Title: Trade Services Project Manager

Hire Date: 1/1996

How would you describe what you do to someone who knows nothing about Clif Bar or your role?

It’s magic. Like the thread that holds your trousers together. You don’t think about it, it doesn’t seem special at all, but without it, no trousers. I move quietly in the background, stitching together details and minutia. Like a butterfly going from flower to flower (Creative Team, Brand, our exhibit house, Sports Retail, Marketing, etc.) on a sunny day or like a stealthy ninja who doesn’t need shadows, or a butterfly ninja. Me and my kaleidoscope of butterflies (the Trade Services Team) take everything that goes into creating a tradeshow presence (budget, build, product, logistics, timelines, sponsorships, staffing, accommodations, and LOTS more) and we bring it together in one place to move as one cohesive majestic entity. The unified goal is to grant trade show wishes and make it look like it didn’t take any effort at all to execute, and that it was always just one beautiful thing that looks exactly like what creative designed and functions the way our internal teams imagined it would. That’s the wild crafted magic of Trade Services. My personal specialty is to season the tradeshow sponsorships so they have extra flavor and to find the internal gaps where more life can live, in such a way that it enriches the internal landscape. So I’ve added to the mothers’ lounge, swag at states, and the light n fast sales sampling program.

What do you love most about working at Clif Bar?

I’ve been here for almost 24 years, so my answer is easy. It’s watching a company that was once a really cool little funky business make its mark from local underdog to hometown hero, and grow to become a big beautiful, robust, living, and thriving force for good and change in business, and in the world. I love contributing my energy to a place that is so vibrantly alive and is growth oriented across multiple aspirations. Balance is important to me, so I feel fortunate many times over to have been able to basically grow up here. I think I was about 10 when I started. Who knew?! Watching this story unfold on the ground has been an incredible once-in-a-lifetime experience. I don’t know what tomorrow holds for me, but yesterday and today are awesome! I wouldn’t trade any of this experience for all the cookies in the world. Not even chocolate chip with sea salt.

What are your interests and passions outside of work?

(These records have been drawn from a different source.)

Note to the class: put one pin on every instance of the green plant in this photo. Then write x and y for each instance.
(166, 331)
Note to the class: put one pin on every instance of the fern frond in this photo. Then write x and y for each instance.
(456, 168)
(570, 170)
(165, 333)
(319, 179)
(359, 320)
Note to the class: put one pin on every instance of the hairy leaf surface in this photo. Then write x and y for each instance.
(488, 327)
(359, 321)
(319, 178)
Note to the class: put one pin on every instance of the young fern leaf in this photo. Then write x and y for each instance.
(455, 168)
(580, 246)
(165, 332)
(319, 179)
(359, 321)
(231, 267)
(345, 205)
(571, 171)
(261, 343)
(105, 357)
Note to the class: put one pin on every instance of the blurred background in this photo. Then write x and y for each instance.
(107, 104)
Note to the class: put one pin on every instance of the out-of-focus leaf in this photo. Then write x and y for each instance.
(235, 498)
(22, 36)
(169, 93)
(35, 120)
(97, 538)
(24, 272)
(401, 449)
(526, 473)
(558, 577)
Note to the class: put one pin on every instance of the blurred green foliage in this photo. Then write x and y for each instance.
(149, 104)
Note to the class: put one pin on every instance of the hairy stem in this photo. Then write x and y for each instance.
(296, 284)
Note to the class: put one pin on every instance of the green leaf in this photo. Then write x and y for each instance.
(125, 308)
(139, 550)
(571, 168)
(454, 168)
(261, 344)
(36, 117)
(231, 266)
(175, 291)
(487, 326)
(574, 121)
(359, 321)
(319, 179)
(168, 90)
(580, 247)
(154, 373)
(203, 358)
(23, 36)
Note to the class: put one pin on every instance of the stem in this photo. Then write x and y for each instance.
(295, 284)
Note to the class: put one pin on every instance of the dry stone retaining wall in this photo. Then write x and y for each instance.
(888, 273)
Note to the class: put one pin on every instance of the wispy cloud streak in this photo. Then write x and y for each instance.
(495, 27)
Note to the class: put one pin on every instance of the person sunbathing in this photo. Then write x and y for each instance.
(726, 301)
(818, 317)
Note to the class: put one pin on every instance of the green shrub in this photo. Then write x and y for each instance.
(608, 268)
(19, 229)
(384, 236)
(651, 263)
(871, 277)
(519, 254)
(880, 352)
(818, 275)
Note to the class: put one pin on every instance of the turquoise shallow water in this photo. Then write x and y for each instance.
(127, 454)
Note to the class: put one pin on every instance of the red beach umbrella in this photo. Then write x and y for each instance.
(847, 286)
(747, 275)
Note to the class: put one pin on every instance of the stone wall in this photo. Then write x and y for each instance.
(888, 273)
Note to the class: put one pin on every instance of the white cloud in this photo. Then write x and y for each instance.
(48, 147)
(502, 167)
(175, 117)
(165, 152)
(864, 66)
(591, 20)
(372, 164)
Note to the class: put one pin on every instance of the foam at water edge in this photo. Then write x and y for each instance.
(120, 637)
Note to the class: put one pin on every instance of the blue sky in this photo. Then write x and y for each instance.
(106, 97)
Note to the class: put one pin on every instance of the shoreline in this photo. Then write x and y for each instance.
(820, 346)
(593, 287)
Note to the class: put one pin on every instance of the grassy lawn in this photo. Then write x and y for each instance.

When I’m not at work, I’m a mom to two dynamic, very creative, and incredibly energetic young people. I have a science-minded son who is 10 and pretty much lives in the “why” phase of life, and I have an incredibly creative daughter who is (so very) 13 and a visual art student at the Oakland School for the Arts. My dynamic duo keeps me pretty busy. We like to get out on the weekends and hike around the east and the north bay and spend time out in the Bodega Bay area. I’m a huge fangirl of redwood giants, so I love to find hikes that involve hanging out with them. They like hugs, I like hugs. Win, win! When I’m not mom’n, I love to make jewelry off and on. I am an amateur metalsmith with enough tools to be dangerous. I have a small studio set up in my home and I love when I can dive in and spend time there. I also love live music. ALL kinds. Music is one of my essential life essences. So whenever I get a chance. I try to get out and enjoy that to the max. It keeps life feeling magical and vibrant.

What is one of your most memorable food experiences?

My two top food-related memories are of my paternal grandmother and maternal grandfather. The first is of my grandmother who used to make one of my favorite Hungarian dishes, Rakott Krumpli. It’s a heavy-duty potato casserole, and I tend to crave it when I miss her or it’s cold outside. The second is from when I was younger and first living on my own. I used to visit my grandfather on a pretty regular basis. Our visits always opened with his favorite line, “Tell me something magnanimous!” After good conversation and friendly banter, our visits always ended with a trip to the butcher shop. He always sent me home with a box of steaks and a slice off his old man’s wad of show-off cash. My roommates loved him, but not as much as I did. Grandparents are the best people!

What has been or will be your greatest adventure?

Every day is the greatest adventure. I mean seriously. What’s more adventurous than waking up to being present in your everyday and showing up as your true self, embracing community, and honoring each step of your journey? Yesterday is gone, tomorrow isn’t promised, and today is here now. PARTY! I mean, enjoy the entire whole ride. It’s all beautiful. I suppose one day if I’m lucky, retirement will be my greatest adventure. I plan on being a very free-spirited senior citizen if the universe grants that to me. Like, I’ll skid in sideways at the end. Life — use it up or do without. I’m trying to use every drop. This stuff is gold!